By Joshua Burd
Jersey City Mayor Steven Fulop is serving his last term in a post he has held for nearly a decade, he announced Tuesday, in a tenure that has seen the city’s development boom continue in earnest and spread increasingly to neighborhoods beyond the Hudson waterfront.

Fulop, a Democrat, said he won’t seek re-election as mayor in 2025 despite Jersey City having no term limits. He did not detail or hint at his plans beyond city hall, although he did run for governor ahead of the 2017 election before stepping aside and supporting rival Phil Murphy, who would go on to win the race and is now serving his second and final term.
“We have done so much together to move Jersey City forward,” Fulop said Tuesday in an email to residents. “Our city has become a national model on so many fronts and truly one of the best renaissance stories in the country. I know that three terms is a substantial amount of time to leave a city better than the way it was when we started and I believe we did that.”
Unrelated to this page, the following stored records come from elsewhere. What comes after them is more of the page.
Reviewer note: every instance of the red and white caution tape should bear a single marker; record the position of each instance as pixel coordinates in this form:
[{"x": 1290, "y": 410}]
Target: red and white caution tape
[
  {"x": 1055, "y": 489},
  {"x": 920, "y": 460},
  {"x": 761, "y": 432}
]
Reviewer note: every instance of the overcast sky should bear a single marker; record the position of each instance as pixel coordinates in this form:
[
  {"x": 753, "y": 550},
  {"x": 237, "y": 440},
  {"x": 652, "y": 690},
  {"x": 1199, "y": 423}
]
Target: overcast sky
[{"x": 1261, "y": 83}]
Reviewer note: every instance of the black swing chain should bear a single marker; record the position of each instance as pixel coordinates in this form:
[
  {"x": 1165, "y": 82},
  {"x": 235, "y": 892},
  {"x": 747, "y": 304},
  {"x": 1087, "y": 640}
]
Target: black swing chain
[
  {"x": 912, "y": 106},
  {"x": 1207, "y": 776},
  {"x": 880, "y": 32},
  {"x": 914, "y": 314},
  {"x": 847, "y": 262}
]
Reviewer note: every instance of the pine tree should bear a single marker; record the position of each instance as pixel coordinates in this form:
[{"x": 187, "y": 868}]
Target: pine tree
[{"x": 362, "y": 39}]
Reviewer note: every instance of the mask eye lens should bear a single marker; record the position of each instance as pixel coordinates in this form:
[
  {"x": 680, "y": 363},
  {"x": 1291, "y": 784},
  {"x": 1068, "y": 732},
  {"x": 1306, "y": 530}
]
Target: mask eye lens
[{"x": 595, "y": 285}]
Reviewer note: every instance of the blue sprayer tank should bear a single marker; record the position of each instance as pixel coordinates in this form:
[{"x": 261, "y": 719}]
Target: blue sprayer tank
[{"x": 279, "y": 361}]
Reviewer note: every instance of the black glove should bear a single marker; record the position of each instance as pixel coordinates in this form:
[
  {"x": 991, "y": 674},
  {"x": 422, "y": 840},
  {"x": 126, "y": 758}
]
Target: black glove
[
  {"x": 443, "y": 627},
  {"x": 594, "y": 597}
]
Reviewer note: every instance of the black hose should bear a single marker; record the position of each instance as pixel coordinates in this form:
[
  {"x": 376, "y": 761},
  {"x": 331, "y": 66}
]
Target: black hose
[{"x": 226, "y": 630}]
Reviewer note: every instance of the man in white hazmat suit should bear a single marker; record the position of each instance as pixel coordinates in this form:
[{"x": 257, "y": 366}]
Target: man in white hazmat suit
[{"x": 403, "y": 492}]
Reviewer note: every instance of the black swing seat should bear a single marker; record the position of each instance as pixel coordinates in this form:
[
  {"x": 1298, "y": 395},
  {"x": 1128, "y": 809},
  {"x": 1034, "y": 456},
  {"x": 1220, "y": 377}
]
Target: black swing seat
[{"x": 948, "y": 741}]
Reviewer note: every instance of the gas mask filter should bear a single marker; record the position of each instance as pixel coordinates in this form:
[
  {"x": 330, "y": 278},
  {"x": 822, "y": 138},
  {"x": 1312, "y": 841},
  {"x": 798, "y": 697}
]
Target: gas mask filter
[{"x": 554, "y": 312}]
After taking public office in 2005, as a councilman in Jersey City’s Ward E, Fulop won his first mayoral election in 2013 when he defeated incumbent Jerramiah Healy. He has since played a high-profile role in guiding development in the city, with a focus on scaling back lucrative tax abatements for projects in the waterfront and downtown neighborhoods, while promoting investment in less-heralded areas such as Journal Square and Bergen-Lafayette.
The city has remained a top destination for apartment builders and now has multibillion-dollar pipelines in multiple neighborhoods. According to a city representative, the planning and zoning boards have approved more than 17,400 units since 2013, while the municipality has approved another 15,500 residential certificates of occupancy during the same period.
Fulop alluded to the city’s ongoing development boom, among other accomplishments, in a video accompanying his Tuesday announcement.
“We’ve led on development and for the first time have attracted growth away from the waterfront,” he said. “Jersey City has been a leader in building affordable housing, and we’ve built more than any city in the state. We’re a leader on creating open space, a leader on the arts, on workforce development, on social services issues, on environmental issues, on transportation issues and so much more.”